The Assembly education committee is holding a hearing on Thursday where it will take up several PARCC bills, one that would require districts set up alternative programs for families refusing to participate and another that would delay the use of PARCC results altogether. The second bill is to be filed tomorrow.

“It’s always been my point that we have gotten ahead of ourselves with PARCC,” said state Assemblyman Patrick Diegnan (D-Middlesex), the committee chairman who is sponsor or cosponsor of each of the bills.

Diegnan said in an interview yesterday that the testing itself should go on as planned, and he thinks the assessments will have value. But recognizing the uproar, he said test results wouldn’t be used in judging teachers or schools -- or students -– while the state and perhaps a new study commission review the results.

“The results will be compiled for reference, but they won’t be used for that period of time,” he said

Diegnan’s opt-out bill has a long and bipartisan list of cosponsors. It would require parents to give written notification to districts ahead of time and districts to provide an alternative plan for students who opt out.

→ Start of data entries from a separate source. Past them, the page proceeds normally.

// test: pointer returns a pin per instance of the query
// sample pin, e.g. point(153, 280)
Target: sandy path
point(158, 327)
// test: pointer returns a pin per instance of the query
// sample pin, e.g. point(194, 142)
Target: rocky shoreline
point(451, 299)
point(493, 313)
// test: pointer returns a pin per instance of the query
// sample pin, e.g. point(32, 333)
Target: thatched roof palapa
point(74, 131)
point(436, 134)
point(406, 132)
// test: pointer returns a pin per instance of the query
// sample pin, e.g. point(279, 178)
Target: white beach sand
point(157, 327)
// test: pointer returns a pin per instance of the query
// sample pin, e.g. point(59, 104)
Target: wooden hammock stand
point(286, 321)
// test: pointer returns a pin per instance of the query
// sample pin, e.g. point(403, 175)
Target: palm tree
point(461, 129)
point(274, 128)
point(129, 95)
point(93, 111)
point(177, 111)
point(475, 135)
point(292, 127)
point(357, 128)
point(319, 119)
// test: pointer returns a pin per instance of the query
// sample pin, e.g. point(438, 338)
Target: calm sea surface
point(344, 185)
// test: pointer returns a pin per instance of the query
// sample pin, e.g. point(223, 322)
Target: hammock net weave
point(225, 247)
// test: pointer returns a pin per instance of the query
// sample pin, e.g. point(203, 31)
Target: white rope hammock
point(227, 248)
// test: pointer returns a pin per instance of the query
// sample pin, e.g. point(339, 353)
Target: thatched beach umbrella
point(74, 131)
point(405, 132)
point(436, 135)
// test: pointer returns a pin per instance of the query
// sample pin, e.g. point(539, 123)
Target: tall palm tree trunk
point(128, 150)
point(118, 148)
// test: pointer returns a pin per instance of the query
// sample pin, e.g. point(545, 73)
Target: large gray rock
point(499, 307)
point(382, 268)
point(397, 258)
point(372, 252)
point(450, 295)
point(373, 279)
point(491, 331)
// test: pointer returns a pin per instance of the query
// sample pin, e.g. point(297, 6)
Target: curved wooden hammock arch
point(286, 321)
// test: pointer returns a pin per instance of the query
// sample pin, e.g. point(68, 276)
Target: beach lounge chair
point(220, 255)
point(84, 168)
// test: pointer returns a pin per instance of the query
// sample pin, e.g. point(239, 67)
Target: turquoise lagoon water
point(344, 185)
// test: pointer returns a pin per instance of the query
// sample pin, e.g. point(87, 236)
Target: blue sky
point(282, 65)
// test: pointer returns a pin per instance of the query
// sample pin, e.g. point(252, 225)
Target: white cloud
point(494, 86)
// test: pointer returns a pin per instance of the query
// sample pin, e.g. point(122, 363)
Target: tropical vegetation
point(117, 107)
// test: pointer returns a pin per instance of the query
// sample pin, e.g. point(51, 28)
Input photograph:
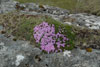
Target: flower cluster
point(49, 41)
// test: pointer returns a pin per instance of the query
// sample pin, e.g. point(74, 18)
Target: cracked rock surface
point(22, 54)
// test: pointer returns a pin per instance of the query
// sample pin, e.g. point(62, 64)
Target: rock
point(22, 54)
point(8, 6)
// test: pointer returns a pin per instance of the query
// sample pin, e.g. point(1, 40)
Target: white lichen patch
point(19, 59)
point(68, 53)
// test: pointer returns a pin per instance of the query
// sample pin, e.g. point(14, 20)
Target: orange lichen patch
point(89, 49)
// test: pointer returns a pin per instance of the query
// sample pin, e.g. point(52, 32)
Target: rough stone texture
point(7, 6)
point(21, 54)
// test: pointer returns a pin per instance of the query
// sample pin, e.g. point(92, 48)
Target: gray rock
point(22, 54)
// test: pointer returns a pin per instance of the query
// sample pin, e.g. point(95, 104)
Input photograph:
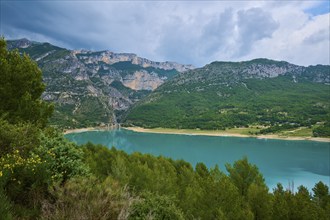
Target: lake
point(301, 162)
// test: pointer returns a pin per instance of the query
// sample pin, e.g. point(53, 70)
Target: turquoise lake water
point(303, 162)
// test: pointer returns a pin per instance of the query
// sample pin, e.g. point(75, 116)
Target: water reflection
point(303, 162)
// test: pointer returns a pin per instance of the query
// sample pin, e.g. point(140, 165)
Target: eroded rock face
point(93, 86)
point(142, 80)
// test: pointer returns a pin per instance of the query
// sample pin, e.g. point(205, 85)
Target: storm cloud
point(194, 32)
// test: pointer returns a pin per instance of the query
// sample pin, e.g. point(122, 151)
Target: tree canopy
point(21, 87)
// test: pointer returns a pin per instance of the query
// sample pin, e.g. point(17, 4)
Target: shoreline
point(199, 132)
point(223, 134)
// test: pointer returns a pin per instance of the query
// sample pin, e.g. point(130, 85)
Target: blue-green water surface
point(301, 162)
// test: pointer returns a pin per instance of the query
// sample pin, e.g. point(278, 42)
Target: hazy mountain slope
point(228, 94)
point(93, 88)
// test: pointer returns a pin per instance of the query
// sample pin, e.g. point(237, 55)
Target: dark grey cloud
point(219, 33)
point(196, 32)
point(253, 25)
point(320, 36)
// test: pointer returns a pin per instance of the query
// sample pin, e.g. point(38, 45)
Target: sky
point(187, 32)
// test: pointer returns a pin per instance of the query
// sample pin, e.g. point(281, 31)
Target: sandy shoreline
point(222, 134)
point(79, 130)
point(199, 132)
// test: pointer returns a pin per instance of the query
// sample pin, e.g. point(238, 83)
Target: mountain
point(274, 95)
point(92, 88)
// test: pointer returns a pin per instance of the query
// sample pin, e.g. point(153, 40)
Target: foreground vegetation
point(44, 176)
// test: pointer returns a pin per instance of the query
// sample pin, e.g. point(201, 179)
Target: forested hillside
point(270, 94)
point(93, 88)
point(44, 176)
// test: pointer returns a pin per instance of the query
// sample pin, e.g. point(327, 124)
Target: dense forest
point(44, 176)
point(224, 95)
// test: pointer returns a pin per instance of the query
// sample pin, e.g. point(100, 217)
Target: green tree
point(20, 89)
point(281, 208)
point(243, 174)
point(153, 206)
point(321, 194)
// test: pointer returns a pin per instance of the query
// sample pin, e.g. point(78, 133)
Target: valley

“A school district or charter school would be required to provide educationally appropriate alternative activities for a student who, under the bill, is not participating in the administration of a PARCC assessment,” reads the bill. “Any such alternative activity must occur in a room other than the room in which the assessment is being administered.”

Assemblyman Troy Singleton, (D-Burlington) the committee’s vice chairman, also proposed an opt-out bill that is similar in scope. He said yesterday that he wanted to fill the void left by the Christie administration, which has said that students are required to attend school during testing, the same as any other schoolday, but would leave it to districts as to how they deal with those opting out.

The bill is “designed to fill the void created by the administration not developing a uniform policy with regards to parents having their children opt out of the PARCC assessment,” he said in an email last night.

“I hope that children will sit for the test, but in the event that some parents keep them from doing such, we have an obligation to afford them with a suitable educational activity, in my opinion.”